Lectura: “Mateo 7, 712”

En aquel tiempo, dijo Jesús a sus discípulos: «Pedid y se os dará, buscad y encontraréis, llamad y se os abrirá; porque quien pide recibe, quien busca encuentra y al que llama se le abre.

Si a alguno de vosotros le pide su hijo pan, ¿le va a dar una piedra?; y si le pide pescado, ¿le dará una serpiente? Pues si vosotros, que sois malos, sabéis dar cosas buenas a vuestros hijos, ¡cuánto más vuestro Padre del cielo dará cosas buenas a los que le piden!

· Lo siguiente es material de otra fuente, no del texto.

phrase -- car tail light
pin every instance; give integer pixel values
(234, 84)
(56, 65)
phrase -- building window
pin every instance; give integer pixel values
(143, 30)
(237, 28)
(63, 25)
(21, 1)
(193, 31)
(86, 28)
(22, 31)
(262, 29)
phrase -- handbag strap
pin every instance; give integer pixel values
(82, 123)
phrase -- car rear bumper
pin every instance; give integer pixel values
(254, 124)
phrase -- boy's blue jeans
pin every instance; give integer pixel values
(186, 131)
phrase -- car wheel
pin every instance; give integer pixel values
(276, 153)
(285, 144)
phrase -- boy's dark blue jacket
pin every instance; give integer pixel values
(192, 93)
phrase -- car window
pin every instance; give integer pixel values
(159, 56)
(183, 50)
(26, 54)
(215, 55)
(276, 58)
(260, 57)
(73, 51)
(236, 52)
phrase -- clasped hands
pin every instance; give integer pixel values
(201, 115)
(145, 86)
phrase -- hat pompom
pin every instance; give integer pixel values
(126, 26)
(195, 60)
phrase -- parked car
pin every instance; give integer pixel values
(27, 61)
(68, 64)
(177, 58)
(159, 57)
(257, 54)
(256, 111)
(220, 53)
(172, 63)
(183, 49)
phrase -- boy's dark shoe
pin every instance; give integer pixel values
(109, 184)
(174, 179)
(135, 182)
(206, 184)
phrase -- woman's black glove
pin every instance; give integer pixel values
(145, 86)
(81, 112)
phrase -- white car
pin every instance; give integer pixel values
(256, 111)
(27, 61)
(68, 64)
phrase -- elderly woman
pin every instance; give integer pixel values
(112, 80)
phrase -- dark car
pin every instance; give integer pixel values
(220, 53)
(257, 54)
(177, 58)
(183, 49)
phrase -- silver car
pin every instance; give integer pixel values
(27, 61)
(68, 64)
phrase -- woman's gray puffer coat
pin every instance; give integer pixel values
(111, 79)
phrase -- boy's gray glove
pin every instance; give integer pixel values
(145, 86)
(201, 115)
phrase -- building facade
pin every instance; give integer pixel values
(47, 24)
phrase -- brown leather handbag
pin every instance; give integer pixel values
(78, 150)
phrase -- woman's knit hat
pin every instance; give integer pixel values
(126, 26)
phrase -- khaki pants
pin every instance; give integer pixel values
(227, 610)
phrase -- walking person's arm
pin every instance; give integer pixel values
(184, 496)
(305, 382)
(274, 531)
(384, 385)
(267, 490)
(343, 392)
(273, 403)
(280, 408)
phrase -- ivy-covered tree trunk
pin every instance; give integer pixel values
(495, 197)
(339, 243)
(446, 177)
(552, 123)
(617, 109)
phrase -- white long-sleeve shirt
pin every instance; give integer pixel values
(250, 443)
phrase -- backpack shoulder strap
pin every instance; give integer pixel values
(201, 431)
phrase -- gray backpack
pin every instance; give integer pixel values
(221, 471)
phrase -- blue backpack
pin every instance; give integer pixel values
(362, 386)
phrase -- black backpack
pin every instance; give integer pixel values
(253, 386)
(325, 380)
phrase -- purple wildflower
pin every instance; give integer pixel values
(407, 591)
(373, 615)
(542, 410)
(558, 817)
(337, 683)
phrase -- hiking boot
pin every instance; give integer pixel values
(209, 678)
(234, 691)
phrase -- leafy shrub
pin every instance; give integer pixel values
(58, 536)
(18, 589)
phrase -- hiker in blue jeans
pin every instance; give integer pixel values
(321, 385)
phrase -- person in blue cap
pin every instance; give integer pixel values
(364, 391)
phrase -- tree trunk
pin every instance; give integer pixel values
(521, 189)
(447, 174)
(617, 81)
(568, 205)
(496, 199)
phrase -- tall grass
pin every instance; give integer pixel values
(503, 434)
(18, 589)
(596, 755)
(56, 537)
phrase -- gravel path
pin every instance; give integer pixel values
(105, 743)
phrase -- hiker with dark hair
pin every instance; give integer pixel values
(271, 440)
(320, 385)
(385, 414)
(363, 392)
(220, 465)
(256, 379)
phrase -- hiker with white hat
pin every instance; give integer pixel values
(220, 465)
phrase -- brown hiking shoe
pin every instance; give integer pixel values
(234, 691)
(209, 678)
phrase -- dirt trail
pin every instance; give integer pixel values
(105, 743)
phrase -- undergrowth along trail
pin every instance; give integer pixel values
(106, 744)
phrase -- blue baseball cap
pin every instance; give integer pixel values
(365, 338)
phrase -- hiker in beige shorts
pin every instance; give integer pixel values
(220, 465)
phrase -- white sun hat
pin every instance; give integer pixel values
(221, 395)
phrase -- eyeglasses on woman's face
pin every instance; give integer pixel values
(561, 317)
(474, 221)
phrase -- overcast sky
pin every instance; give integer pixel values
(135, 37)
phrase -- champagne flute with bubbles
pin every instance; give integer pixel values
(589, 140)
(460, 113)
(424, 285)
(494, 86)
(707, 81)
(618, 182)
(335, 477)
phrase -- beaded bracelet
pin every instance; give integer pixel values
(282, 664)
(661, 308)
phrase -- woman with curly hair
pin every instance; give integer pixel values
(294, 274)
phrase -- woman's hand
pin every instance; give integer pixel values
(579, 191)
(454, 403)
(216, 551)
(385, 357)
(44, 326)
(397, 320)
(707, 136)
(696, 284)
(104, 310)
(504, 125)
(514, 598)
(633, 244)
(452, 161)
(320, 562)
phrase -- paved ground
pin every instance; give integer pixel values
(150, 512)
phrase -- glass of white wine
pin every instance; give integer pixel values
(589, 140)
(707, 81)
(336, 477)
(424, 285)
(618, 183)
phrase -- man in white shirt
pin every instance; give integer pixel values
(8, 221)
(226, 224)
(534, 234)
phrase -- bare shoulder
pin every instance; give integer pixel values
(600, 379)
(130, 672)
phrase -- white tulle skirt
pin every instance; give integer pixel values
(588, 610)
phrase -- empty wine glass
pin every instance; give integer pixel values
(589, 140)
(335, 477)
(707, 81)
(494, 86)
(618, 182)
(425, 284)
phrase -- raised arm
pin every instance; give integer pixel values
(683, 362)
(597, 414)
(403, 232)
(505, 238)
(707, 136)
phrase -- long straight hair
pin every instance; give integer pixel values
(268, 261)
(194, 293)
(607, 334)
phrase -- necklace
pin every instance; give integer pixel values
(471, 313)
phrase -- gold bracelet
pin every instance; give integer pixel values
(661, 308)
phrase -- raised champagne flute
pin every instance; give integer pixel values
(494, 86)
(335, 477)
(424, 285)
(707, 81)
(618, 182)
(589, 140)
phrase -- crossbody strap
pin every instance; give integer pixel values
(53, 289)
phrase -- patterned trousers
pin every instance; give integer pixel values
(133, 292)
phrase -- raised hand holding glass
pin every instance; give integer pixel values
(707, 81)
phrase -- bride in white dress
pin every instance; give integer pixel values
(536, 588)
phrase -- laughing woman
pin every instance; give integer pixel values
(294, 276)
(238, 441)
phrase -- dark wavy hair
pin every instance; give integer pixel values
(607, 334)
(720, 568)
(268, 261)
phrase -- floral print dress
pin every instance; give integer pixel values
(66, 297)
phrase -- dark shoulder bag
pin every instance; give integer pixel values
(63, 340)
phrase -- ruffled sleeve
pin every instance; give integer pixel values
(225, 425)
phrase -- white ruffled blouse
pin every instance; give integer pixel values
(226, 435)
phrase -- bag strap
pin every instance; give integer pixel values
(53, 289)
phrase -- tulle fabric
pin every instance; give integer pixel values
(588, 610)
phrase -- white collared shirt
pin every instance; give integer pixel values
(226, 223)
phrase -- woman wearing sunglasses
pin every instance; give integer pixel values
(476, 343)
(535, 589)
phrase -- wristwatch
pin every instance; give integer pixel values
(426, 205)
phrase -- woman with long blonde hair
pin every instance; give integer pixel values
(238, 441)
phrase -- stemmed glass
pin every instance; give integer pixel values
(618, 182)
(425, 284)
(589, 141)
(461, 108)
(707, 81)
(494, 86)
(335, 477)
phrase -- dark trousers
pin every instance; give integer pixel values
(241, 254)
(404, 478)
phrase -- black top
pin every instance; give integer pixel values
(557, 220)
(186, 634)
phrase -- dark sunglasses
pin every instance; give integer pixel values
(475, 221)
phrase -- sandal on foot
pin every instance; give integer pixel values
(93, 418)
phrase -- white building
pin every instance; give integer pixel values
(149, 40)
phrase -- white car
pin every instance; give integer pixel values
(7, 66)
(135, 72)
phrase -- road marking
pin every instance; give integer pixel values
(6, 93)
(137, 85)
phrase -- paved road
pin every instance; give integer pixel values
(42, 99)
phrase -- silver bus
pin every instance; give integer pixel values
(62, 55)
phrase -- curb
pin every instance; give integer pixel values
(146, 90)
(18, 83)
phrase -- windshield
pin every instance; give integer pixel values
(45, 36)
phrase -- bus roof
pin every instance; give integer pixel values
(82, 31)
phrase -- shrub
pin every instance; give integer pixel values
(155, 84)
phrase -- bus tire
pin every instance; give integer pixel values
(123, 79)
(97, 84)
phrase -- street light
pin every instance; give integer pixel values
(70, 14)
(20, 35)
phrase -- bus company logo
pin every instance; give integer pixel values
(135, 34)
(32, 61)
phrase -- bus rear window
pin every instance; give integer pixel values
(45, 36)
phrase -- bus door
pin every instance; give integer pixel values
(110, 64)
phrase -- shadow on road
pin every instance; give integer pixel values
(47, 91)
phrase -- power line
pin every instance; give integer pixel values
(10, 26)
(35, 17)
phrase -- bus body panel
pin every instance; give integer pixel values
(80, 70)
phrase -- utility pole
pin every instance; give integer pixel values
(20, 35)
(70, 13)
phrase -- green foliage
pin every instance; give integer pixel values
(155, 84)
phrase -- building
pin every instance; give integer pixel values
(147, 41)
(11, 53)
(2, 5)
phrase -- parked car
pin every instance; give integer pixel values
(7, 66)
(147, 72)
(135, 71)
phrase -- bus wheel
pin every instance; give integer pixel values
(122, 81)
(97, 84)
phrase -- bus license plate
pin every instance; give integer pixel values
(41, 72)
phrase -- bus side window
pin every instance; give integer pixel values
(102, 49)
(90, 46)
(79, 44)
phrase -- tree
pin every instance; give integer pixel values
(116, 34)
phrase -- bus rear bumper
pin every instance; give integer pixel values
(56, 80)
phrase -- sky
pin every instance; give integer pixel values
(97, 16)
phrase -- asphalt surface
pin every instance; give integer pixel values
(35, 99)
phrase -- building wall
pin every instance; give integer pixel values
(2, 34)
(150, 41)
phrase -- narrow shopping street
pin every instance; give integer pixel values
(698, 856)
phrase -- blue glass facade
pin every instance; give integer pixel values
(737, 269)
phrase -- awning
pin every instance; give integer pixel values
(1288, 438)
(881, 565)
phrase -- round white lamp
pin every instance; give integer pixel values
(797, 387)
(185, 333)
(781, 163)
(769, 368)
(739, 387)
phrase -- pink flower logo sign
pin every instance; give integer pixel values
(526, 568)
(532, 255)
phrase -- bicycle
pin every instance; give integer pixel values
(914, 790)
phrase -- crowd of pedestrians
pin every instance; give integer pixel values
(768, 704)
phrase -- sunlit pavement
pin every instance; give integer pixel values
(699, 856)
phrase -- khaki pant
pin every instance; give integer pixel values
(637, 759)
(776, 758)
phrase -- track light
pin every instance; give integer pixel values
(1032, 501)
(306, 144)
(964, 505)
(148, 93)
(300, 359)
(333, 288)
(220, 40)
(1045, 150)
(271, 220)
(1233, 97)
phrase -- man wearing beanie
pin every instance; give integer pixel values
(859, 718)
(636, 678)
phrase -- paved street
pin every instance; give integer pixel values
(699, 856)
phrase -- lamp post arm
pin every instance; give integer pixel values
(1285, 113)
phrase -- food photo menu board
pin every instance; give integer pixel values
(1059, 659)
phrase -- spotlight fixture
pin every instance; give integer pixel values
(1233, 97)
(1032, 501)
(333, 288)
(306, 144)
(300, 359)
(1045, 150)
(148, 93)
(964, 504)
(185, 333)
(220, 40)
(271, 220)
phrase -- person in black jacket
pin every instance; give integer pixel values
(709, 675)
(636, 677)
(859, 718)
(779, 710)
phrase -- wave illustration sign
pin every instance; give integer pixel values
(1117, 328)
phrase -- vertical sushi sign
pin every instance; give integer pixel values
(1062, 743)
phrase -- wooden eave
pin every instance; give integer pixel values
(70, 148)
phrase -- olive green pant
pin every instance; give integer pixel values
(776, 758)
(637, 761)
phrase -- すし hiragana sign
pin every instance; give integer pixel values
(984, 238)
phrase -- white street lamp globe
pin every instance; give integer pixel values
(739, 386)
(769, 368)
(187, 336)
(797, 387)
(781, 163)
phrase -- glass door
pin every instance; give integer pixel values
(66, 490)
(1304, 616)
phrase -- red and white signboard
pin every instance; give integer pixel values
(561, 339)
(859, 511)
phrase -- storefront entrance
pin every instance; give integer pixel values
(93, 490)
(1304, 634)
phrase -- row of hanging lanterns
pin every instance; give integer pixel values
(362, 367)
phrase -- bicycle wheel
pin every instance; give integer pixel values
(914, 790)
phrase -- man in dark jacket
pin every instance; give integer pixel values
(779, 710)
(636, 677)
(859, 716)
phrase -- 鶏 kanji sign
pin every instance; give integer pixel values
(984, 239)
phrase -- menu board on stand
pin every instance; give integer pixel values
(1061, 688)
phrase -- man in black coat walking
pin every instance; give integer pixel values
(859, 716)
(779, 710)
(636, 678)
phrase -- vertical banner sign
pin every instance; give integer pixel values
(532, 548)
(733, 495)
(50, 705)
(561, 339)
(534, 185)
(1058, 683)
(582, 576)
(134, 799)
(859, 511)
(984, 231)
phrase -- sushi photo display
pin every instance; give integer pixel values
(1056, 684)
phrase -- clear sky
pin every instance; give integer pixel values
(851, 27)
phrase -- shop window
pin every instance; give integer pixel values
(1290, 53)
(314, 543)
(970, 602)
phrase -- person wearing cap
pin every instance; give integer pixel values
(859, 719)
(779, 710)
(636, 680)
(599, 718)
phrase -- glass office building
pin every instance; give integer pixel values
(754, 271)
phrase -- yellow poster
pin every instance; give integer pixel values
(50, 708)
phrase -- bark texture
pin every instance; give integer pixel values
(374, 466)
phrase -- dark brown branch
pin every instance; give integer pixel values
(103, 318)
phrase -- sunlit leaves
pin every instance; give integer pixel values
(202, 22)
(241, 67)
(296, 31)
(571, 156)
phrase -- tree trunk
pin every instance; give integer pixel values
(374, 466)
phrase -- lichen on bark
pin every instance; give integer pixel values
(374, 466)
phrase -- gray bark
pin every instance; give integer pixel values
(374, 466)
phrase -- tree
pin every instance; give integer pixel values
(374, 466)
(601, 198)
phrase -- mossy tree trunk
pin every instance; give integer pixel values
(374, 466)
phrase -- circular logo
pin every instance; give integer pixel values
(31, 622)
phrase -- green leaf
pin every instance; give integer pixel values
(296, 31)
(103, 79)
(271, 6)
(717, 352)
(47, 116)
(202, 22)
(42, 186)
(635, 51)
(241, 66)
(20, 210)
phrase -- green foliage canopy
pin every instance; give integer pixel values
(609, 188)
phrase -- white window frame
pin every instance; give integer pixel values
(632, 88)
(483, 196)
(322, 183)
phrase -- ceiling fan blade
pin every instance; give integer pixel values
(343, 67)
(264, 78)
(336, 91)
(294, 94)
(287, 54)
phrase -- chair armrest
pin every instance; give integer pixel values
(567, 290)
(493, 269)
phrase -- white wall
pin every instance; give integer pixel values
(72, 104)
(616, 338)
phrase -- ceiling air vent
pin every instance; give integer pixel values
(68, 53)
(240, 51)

En resumen: Tratad a los demás como queréis que ellos os traten; en esto consistela Leyy los profetas.»

Meditación: 

“Vuestro Padre”

          Tú respondes siempre. Podemos sentir o no tu acción en nosotros, Podemos experimentar o no que aquello que ponemos en tus manos se realiza o aparentemente no. Una cosa es lo que palpamos y otra la respuesta adecuada que necesitamos. Y en medio de todo eso, una afirmación: tú eres un padre bueno y respondes a lo que necesitamos, desde la verdad profunda y existencial que necesitamos.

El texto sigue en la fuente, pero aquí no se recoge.